Selon le Financial Times, OpenAI peine à transformer son ambitieux projet matériel conçu avec Jony Ive en produit concret. Retards techniques, débats sur la vie privée et incertitudes industrielles freinent une initiative censée incarner la prochaine révolution de l’intelligence artificielle.
OpenAI : le grand projet de Sam Altman et Jony Ive bat de l’aile

Le 5 octobre 2025 le Financial Times a révélé que OpenAI rencontrait d’importantes difficultés dans le développement de son premier appareil grand public, imaginé par l’ancien designer d’Apple Jony Ive.
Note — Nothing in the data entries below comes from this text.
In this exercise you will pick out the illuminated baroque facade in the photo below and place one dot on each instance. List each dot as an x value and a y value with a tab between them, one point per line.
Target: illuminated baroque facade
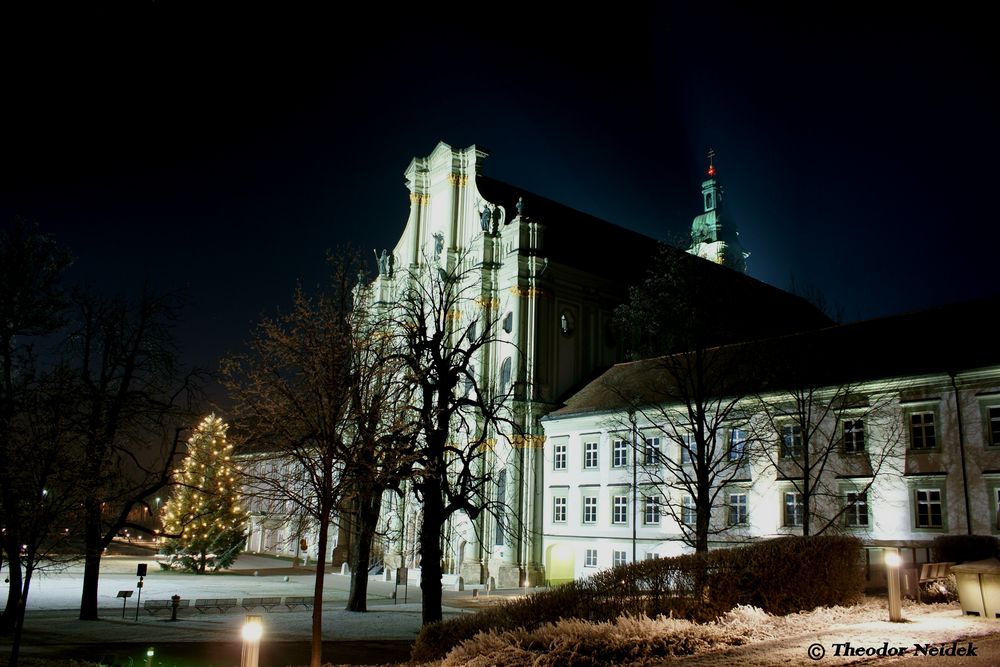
552	277
915	451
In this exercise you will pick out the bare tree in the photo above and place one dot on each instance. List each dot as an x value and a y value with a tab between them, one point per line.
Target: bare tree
45	504
684	420
32	306
687	390
441	323
130	394
313	403
827	441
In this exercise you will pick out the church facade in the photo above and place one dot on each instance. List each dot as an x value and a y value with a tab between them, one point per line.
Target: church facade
892	426
553	276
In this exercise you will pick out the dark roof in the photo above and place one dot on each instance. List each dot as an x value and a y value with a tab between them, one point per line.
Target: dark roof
751	309
574	238
949	339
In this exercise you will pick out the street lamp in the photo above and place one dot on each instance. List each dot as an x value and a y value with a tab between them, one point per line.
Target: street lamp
892	563
252	630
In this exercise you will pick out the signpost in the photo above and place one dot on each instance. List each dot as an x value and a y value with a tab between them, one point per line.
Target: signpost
401	575
124	595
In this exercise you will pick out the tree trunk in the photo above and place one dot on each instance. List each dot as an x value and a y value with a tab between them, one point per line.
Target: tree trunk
15	648
366	521
8	622
316	644
430	553
93	550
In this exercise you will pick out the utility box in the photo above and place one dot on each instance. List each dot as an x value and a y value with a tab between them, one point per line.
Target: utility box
979	587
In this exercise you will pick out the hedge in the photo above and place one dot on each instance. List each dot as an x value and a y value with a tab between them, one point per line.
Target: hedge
780	576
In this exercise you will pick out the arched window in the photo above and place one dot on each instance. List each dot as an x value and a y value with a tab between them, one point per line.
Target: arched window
505	374
501	506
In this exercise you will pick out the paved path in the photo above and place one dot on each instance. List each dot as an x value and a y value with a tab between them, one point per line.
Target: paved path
381	635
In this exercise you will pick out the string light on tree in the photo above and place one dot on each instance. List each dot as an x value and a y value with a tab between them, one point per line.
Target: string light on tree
204	509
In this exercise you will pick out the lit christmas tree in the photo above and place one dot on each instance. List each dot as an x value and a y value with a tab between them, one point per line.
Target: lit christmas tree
204	508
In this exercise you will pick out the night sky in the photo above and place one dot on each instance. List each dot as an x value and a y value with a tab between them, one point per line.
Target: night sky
223	151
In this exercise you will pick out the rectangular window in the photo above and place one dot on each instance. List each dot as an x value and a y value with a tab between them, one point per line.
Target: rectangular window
620	513
559	510
857	509
791	441
559	457
929	509
689	515
737	509
689	447
793	508
619	453
651	511
922	430
993	425
652	451
854	436
737	444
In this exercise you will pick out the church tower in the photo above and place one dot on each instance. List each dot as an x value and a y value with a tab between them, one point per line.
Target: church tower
713	236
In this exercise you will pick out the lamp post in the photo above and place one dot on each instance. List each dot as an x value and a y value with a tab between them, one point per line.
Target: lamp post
892	563
252	630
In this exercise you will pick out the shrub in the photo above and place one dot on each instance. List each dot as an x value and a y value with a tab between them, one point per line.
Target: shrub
945	590
962	548
780	576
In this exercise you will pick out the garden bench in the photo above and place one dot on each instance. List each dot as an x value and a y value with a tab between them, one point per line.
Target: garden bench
267	603
222	604
155	606
300	600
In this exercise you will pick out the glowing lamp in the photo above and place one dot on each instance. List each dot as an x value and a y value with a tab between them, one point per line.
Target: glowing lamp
252	629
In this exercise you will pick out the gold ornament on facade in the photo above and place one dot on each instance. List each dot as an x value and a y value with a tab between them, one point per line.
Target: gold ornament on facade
529	441
530	292
487	303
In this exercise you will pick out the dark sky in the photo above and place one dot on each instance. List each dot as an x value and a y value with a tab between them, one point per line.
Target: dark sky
224	150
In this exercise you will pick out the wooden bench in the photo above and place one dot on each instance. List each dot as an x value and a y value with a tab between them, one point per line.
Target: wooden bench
298	601
267	603
932	572
222	604
155	606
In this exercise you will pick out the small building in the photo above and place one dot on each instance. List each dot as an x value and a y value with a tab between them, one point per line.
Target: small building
886	429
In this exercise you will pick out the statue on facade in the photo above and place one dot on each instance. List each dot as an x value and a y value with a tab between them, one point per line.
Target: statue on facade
438	243
486	218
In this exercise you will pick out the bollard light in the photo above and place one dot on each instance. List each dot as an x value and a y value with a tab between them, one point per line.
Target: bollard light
252	631
892	563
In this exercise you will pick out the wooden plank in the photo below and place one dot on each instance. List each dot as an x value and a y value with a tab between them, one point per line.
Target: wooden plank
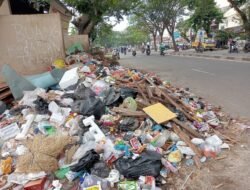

Ce projet devait symboliser la convergence entre design et intelligence artificielle, mais se heurte à des défis de développement qui menacent de retarder son lancement prévu en 2026.
Un projet ambitieux mêlant design et intelligence artificielle
Le partenariat entre OpenAI et Jony Ive remonte à 2023, lorsqu’ils ont commencé à concevoir un appareil compact et dépourvu d’écran, censé incarner une nouvelle forme d’interaction avec l’intelligence artificielle. Selon TechCrunch, ce dispositif « de la taille de la paume » doit capter des indices audio et visuels de son environnement pour anticiper les besoins de l’utilisateur. L’objectif affiché par Sam Altman est de concevoir un objet de design simple, naturel et sans friction.
Cependant, le projet a rapidement révélé sa complexité. Comme le rapporte Engadget, plusieurs prototypes ont été recalibrés à cause de problèmes d’intégration logicielle et de puissance de calcul. Les obstacles concernent aussi bien la miniaturisation des composants que la gestion en temps réel des données générées par les modèles GPT.
La vie privée au coeur des difficultés
L’acquisition de la start-up io, fondée par Jony Ive, pour 6,5 milliards de dollars en mai 2025, illustre la volonté d’OpenAI de maîtriser la chaîne complète du développement matériel. Mais selon le Financial Times, le cœur du problème réside dans la difficulté à trouver un équilibre entre performance et respect de la vie privée. L’appareil, conçu pour écouter et observer l’environnement, soulève des interrogations sur la confidentialité et l’usage des données personnelles.
De surcroît, la production du prototype s’avère plus lente que prévu. Reuters a révélé qu’OpenAI s’est tourné vers Luxshare, un fournisseur d’Apple, pour la fabrication du premier lot d’appareils, et qu’un accord a également été envisagé avec Goertek pour les composants audio. Mais les chaînes d’approvisionnement asiatiques, soumises à de fortes tensions, ralentissent le développement.
Le projet va-t-il vraiment voir le jour ?
Au-delà des contraintes techniques, l’enjeu central du projet concerne la personnalité même de l’appareil. Investing.com et The Decoder mentionnent des débats internes sur la façon dont cette intelligence artificielle doit « parler » à son utilisateur, sans paraître intrusive. Trouver le bon ton, la juste distance émotionnelle et la posture éthique représente une étape décisive. Un appareil doté d’une voix ou d’une présence trop humaine risquerait de susciter la méfiance plutôt que la fascination. Selon Engadget, le lancement du produit initialement prévu pour 2026 pourrait être repoussé « à une date ultérieure » si les problèmes matériels persistent.
Pour Sam Altman, ce projet représente bien plus qu’un simple objet : il symbolise la capacité d’OpenAI à sortir du domaine purement logiciel pour influencer la vie quotidienne. Mais cette ambition, aussi visionnaire soit-elle, se heurte aux dures réalités des limitations légales, morales et matérielles.